The Three-Month Rule: A Practical Approach to Experimentation in Development

In the entrepreneurial landscape, the wisdom of Paul Graham’s mantra to “do things that don’t scale” resonates deeply, yet how do we concretely apply this philosophy in the realm of coding?

After dedicating eight months to the development of my AI podcast platform, I’ve established a straightforward strategy that I like to call the “Three-Month Rule.” This principle dictates that each unscalable hack is permitted a trial period of three months. Following this time, the hack must either demonstrate its merit and evolve into a robust solution, or it will be discarded.

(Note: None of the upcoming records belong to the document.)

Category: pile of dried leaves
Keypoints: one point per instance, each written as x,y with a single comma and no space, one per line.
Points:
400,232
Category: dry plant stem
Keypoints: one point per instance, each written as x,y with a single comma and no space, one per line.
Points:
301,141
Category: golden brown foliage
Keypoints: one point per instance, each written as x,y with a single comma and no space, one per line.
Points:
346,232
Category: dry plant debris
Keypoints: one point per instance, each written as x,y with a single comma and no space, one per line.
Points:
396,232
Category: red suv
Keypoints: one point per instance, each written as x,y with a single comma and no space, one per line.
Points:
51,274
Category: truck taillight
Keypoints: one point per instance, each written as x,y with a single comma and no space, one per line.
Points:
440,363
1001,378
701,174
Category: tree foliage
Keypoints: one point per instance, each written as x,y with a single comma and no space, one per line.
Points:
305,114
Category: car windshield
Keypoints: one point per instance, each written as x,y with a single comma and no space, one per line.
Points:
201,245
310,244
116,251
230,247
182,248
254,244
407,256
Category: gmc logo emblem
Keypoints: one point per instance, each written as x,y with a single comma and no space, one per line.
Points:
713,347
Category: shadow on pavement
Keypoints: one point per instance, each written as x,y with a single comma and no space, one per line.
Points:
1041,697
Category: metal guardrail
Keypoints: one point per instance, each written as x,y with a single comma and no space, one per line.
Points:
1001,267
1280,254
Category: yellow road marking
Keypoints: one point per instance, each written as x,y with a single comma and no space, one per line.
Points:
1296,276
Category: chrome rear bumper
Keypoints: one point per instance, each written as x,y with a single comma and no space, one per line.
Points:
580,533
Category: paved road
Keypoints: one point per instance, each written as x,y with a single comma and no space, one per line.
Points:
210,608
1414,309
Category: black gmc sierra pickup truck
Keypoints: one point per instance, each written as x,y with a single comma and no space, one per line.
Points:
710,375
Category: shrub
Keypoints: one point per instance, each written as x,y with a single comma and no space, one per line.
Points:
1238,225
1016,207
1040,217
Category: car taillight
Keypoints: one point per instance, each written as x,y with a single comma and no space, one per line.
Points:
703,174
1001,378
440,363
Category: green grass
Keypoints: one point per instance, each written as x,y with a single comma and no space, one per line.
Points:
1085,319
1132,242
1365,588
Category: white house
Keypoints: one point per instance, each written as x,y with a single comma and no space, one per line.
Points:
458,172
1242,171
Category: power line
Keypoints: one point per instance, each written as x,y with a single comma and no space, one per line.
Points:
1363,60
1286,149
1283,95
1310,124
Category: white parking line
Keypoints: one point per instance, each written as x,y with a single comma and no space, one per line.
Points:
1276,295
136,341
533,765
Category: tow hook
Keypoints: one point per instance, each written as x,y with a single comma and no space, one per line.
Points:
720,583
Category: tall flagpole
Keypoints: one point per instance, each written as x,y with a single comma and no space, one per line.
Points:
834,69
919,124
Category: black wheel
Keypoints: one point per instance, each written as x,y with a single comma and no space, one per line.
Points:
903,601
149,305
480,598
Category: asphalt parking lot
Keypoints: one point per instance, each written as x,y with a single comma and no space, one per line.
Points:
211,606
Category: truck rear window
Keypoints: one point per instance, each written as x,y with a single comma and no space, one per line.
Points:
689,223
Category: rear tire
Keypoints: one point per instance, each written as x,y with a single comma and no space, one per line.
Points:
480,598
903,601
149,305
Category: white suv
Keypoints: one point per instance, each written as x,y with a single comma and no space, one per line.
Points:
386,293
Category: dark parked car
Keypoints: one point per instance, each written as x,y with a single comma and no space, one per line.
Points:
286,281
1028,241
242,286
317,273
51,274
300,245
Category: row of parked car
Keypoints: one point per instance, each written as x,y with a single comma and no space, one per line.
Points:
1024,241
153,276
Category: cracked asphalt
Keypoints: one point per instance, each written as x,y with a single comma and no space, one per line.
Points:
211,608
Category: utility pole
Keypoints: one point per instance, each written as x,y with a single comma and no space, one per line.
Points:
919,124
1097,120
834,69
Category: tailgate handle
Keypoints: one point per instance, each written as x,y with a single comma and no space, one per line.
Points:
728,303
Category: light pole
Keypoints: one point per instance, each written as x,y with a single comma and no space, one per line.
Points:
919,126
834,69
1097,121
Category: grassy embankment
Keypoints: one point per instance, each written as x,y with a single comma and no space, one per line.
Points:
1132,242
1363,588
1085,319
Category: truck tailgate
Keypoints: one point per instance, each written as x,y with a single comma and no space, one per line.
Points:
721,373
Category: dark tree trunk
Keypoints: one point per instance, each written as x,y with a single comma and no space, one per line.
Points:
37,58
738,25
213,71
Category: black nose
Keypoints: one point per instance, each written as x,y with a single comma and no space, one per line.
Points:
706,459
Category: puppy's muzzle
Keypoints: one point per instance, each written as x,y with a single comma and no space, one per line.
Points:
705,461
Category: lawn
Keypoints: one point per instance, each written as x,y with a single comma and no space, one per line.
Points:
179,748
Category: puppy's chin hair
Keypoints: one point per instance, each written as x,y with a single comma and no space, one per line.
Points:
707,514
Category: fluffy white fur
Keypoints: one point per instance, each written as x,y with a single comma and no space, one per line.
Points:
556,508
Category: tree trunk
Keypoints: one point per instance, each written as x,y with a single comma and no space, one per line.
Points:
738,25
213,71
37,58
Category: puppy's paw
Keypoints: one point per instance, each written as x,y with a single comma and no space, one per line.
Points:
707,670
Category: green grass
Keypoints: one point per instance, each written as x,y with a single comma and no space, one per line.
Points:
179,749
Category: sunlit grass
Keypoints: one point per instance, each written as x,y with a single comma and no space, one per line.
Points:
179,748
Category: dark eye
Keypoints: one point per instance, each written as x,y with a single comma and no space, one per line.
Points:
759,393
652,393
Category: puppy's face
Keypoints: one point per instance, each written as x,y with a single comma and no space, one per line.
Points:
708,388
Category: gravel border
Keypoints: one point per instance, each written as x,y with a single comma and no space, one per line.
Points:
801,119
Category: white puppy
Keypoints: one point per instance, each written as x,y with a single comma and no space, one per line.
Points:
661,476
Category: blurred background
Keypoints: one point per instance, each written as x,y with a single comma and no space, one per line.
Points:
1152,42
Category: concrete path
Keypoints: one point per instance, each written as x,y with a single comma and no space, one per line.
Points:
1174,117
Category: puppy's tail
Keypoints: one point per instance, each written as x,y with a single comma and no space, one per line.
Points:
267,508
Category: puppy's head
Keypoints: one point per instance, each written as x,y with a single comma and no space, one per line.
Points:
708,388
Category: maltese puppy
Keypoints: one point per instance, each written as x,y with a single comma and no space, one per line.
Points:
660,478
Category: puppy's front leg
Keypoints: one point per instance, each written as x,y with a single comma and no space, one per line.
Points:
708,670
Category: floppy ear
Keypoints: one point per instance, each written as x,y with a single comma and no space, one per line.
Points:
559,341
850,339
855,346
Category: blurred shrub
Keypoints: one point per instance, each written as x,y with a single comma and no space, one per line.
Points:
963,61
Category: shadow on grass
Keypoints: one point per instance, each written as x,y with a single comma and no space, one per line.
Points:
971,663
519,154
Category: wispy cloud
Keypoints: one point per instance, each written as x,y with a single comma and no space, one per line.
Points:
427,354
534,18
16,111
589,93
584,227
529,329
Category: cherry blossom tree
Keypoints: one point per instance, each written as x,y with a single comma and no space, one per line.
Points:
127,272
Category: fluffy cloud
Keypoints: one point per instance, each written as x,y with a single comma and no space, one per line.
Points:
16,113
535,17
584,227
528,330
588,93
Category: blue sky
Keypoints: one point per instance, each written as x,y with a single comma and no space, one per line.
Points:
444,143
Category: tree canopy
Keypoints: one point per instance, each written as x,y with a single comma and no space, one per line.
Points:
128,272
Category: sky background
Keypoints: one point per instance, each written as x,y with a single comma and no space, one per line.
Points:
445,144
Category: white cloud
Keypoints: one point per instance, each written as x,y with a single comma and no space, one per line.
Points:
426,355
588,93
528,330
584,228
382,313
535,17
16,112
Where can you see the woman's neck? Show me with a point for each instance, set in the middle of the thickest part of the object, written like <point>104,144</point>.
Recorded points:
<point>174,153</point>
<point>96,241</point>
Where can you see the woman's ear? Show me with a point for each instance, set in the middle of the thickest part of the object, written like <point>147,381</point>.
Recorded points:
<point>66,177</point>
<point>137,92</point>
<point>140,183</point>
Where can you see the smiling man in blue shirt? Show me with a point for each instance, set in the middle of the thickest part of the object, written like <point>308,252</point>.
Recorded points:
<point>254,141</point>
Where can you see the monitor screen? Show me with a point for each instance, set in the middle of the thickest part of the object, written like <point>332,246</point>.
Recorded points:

As developers, we often feel compelled to design for scalability from the outset. We are well-versed in creating intricate architecture—think microservices, distributed systems, and design patterns—geared for massive user bases. However, this is a mindset better suited for large enterprises rather than startups, where attempting to scale prematurely can often lead to wasted resources.

In the startup context, investing time in scalable solutions can be a form of procrastination, as we chase audiences that have yet to materialize and troubleshoot issues that may never occur. The “Three-Month Rule” compels me to produce straightforward, albeit less-than-perfect, code that actually gets deployed, enabling me to learn firsthand what users genuinely require.

Current Infrastructure Strategies: Simplicity Over Complexity

1. Consolidated Deployment on One Virtual Machine

At present, my entire infrastructure—comprising the database, web server, background jobs, and caching—is hosted on a single $40/month virtual machine, with no redundancy and manual backups to my local system.

You might wonder how this choice could be considered wise. The reality is that within the last two months, I have gained invaluable insights into my true resource requirements—information that elaborate capacity planning documents could never provide. For instance, my AI-centric platform only peaks at 4GB of RAM. The complicated Kubernetes environment I almost built would have resulted in managing a surplus of unused containers.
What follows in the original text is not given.